Drunk in a bar in Texas. The 24 y/o hottie I am chatting up just called me a male cougar. I am dealing with this whole turning 40 thing juuuust fine.
while 90% of the female population goes to worship a fictional character tonight at midnight, I will be taking advantage of having the bars ALL TO MYSELF.
She is sleeping in a dress because she's too drunk to put "real clothes" on
I can't believe you're fucking in the bar bathroom, but everyone else can, and they're really proud.
Restaurants Roasting People Who Gave Them Negative Yelp Reviews (25 Pics)
he acted like he had never seen anyone snort lines of adderall off of a microwave before. freshman.
It's like alcoholism for beginners at my kitchen table.
I knew it was time to stop when you guys were playing a drinking game called "every three steps take a drink"
The sun and I are not on speaking terms this morning
Just called a girl a cunt over peanuts.
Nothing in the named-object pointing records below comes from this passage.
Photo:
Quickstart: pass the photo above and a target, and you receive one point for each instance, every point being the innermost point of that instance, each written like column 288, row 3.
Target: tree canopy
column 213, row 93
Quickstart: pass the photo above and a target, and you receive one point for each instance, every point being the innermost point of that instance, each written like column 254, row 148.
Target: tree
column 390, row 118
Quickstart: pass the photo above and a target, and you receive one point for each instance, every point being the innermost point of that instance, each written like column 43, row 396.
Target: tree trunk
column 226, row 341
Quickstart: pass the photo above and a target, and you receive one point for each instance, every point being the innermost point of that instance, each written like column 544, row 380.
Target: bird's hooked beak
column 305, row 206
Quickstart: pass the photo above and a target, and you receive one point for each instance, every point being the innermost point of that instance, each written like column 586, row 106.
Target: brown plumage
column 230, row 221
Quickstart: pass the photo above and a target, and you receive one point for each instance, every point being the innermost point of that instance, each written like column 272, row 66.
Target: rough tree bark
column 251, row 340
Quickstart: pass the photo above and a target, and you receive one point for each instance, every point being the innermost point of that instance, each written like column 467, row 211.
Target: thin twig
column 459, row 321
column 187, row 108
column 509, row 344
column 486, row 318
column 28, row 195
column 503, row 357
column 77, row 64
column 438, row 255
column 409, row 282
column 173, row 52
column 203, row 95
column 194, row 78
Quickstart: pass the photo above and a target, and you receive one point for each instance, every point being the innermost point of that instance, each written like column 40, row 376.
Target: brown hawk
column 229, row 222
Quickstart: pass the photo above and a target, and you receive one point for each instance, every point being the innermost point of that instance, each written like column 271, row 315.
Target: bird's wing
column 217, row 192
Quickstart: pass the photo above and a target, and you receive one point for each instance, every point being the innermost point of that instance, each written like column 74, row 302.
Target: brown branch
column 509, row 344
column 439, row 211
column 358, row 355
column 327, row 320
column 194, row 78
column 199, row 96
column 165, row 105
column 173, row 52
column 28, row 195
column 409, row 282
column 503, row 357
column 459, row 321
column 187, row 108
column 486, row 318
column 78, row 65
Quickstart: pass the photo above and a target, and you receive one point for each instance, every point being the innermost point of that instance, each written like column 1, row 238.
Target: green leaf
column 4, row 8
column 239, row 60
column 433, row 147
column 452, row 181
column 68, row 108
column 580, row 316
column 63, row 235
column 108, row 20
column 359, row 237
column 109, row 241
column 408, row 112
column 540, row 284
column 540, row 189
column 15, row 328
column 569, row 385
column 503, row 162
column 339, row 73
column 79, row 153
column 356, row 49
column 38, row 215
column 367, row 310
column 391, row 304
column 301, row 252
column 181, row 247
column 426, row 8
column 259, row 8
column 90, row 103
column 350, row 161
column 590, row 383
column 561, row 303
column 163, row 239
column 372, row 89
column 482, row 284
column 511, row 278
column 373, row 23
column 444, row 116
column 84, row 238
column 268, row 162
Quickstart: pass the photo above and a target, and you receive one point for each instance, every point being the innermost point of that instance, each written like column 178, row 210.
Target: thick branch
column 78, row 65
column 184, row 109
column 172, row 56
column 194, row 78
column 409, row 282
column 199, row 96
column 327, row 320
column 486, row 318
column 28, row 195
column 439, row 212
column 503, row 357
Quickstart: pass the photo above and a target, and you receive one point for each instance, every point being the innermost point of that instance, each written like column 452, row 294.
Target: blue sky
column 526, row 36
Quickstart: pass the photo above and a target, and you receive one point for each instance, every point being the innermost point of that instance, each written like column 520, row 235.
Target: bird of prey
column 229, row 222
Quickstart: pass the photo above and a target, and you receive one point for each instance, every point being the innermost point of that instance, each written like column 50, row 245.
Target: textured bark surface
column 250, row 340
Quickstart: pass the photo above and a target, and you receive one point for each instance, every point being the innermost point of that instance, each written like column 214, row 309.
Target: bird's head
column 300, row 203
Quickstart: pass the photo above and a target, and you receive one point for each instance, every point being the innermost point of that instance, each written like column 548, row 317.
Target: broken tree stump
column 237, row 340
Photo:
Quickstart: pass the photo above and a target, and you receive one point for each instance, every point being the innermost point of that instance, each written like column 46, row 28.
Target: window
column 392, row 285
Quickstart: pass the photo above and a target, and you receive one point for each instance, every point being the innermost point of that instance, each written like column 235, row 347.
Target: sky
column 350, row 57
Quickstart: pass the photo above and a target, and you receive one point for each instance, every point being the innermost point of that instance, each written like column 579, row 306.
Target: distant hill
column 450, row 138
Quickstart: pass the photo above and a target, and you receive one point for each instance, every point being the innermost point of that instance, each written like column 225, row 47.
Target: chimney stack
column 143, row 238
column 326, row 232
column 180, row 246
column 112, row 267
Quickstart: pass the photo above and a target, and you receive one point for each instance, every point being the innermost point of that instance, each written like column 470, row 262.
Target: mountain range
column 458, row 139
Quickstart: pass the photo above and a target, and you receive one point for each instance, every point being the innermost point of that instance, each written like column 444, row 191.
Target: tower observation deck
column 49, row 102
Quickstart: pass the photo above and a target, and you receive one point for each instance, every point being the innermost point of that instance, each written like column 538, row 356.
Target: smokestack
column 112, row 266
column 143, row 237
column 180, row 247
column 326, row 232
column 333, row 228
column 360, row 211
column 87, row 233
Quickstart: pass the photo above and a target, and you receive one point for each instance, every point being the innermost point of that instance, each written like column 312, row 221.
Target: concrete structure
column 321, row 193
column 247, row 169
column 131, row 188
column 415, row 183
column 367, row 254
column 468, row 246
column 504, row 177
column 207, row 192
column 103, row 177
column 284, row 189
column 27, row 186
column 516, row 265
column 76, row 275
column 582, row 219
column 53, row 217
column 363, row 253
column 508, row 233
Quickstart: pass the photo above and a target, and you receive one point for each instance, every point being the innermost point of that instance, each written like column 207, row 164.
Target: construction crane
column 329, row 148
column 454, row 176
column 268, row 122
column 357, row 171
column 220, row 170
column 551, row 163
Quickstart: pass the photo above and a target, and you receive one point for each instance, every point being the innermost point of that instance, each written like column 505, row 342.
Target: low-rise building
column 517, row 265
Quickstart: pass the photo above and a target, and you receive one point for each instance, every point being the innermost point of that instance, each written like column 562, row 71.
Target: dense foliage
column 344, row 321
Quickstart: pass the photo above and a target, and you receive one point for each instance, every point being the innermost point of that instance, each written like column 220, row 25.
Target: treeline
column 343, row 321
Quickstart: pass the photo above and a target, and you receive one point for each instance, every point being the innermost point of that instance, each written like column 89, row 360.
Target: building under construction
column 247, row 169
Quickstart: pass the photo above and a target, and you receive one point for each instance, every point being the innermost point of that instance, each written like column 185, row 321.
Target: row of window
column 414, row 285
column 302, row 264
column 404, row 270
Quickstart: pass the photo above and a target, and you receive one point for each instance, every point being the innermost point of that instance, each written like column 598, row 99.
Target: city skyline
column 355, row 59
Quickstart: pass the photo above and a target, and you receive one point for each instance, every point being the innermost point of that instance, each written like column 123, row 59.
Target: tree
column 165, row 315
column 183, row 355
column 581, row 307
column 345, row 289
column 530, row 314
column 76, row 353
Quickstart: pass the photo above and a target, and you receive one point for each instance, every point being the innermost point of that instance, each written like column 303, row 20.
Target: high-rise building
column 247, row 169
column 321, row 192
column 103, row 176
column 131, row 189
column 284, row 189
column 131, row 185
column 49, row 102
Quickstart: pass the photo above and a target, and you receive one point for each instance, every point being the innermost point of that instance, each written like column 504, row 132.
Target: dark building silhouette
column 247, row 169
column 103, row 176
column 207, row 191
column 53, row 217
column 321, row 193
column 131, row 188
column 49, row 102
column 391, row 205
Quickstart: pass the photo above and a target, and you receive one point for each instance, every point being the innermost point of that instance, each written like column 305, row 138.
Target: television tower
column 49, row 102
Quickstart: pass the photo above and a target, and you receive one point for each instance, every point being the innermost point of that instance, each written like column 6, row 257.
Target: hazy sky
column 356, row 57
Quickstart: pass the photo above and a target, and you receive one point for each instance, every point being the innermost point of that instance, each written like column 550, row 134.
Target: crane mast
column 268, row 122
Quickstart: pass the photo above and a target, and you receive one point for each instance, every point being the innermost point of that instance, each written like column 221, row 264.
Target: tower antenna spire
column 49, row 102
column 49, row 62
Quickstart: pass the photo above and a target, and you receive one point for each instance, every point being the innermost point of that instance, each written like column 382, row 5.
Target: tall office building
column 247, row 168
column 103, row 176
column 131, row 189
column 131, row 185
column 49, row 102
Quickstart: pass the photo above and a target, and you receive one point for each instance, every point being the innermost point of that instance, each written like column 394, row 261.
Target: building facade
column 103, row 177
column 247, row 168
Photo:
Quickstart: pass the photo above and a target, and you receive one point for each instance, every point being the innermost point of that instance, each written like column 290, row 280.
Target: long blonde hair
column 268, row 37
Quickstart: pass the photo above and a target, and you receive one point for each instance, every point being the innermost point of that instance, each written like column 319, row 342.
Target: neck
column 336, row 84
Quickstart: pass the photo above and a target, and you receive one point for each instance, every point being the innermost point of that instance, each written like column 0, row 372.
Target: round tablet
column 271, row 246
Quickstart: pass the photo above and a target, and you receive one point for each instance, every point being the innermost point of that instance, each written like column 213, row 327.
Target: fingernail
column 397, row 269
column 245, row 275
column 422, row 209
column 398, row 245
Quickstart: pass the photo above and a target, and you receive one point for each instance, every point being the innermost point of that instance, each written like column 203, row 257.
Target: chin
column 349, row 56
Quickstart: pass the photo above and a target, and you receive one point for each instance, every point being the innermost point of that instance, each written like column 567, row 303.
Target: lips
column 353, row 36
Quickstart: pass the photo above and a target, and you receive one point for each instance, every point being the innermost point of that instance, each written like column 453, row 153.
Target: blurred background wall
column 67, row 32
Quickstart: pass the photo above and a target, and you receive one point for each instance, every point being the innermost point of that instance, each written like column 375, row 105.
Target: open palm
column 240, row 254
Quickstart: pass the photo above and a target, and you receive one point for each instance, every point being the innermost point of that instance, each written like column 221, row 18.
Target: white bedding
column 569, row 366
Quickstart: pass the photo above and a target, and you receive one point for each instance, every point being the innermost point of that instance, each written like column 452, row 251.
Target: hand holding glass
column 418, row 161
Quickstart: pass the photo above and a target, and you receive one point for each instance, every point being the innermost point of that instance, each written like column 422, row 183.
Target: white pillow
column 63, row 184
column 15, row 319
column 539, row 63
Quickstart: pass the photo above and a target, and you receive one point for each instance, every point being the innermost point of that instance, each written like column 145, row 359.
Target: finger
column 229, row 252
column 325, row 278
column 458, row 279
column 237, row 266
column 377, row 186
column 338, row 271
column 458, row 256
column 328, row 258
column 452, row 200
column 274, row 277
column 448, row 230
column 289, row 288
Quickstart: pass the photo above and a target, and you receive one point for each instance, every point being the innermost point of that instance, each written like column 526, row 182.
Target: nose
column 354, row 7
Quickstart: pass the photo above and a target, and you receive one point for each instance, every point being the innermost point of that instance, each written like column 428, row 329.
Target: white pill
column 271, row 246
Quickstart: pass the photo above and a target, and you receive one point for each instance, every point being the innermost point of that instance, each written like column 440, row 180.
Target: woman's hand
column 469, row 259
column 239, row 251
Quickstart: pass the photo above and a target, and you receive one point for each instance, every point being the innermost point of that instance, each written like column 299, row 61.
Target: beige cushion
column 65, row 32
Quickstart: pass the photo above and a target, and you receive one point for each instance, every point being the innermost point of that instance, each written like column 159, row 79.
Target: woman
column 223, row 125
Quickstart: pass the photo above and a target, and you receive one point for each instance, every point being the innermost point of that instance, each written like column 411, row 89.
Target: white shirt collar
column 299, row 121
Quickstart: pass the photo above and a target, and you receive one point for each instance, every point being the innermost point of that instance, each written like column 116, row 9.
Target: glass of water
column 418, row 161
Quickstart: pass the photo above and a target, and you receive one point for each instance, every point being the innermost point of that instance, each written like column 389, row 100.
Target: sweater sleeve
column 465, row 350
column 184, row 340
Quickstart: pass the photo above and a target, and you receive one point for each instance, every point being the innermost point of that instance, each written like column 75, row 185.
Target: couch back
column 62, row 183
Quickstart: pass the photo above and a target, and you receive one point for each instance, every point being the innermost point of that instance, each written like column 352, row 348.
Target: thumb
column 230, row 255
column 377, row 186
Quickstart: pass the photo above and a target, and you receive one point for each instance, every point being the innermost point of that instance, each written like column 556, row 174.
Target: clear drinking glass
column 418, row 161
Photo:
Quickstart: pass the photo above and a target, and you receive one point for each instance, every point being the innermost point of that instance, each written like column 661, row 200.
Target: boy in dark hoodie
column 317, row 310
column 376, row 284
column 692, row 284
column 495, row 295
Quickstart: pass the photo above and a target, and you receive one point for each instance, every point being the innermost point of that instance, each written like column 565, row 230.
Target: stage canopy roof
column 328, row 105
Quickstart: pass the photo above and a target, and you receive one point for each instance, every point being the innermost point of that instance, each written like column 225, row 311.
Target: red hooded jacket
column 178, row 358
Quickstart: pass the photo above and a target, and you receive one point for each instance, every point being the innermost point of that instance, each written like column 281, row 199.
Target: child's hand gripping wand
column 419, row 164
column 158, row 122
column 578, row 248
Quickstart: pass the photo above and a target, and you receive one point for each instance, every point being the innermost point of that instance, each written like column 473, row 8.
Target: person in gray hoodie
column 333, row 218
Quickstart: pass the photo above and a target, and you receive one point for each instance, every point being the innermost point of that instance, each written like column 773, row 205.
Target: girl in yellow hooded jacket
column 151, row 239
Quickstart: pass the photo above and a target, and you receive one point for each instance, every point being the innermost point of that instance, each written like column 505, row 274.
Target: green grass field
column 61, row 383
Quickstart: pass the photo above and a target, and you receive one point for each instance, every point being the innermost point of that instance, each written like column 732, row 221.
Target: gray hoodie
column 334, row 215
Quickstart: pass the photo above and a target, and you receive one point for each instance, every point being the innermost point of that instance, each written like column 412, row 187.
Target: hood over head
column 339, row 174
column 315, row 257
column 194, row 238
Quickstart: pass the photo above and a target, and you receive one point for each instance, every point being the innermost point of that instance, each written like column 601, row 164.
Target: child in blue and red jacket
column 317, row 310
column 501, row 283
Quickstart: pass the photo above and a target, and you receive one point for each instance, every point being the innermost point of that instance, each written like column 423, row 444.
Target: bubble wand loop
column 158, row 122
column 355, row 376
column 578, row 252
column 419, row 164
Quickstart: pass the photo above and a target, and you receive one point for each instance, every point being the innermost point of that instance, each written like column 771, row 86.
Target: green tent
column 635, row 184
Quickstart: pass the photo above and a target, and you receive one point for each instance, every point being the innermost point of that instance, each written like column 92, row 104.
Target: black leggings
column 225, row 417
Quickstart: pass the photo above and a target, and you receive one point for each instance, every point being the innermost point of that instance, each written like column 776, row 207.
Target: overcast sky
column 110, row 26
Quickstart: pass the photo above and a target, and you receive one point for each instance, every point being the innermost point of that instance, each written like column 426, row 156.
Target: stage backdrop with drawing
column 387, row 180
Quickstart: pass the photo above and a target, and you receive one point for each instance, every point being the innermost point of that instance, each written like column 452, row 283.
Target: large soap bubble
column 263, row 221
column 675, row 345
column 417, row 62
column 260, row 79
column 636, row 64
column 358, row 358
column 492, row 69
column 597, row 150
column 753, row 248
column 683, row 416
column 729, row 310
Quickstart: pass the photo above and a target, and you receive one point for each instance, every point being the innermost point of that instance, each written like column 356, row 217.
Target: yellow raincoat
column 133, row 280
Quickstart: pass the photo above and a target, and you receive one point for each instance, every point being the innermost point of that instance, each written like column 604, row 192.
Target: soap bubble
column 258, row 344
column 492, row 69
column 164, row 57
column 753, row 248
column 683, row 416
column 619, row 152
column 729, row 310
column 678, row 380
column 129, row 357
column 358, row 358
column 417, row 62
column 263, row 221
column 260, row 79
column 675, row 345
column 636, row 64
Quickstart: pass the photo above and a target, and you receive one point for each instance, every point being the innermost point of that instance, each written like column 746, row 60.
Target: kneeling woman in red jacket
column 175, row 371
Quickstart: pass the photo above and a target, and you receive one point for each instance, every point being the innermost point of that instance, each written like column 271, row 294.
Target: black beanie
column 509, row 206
I think we both know it wasn't just about the peanuts.
Woman Posts Harassing DMs From Creep Online, Now He’s Upset Because People Told His Mom
I just encountered the same creepy guy I showed you, he jumped inside the dumpster screaming.
Eating a chocolate bar and crying over a cobweb. Life is beautiful and I love shrooms.
I'm getting a collar when he gets back in to town! That's like the bdsm equivalent of getting his class ring!
Do you really want to know anything about the inner machinations of a furry's mind
If God is analyzing my life right now extremely proud or dissapointed but either way I took wednesday night drinkin to new levels
Standing straight up with intensity he came in his own mouth. I know this because he showed me the video from five different angles when asked if I would like him to demonstrate. And I did.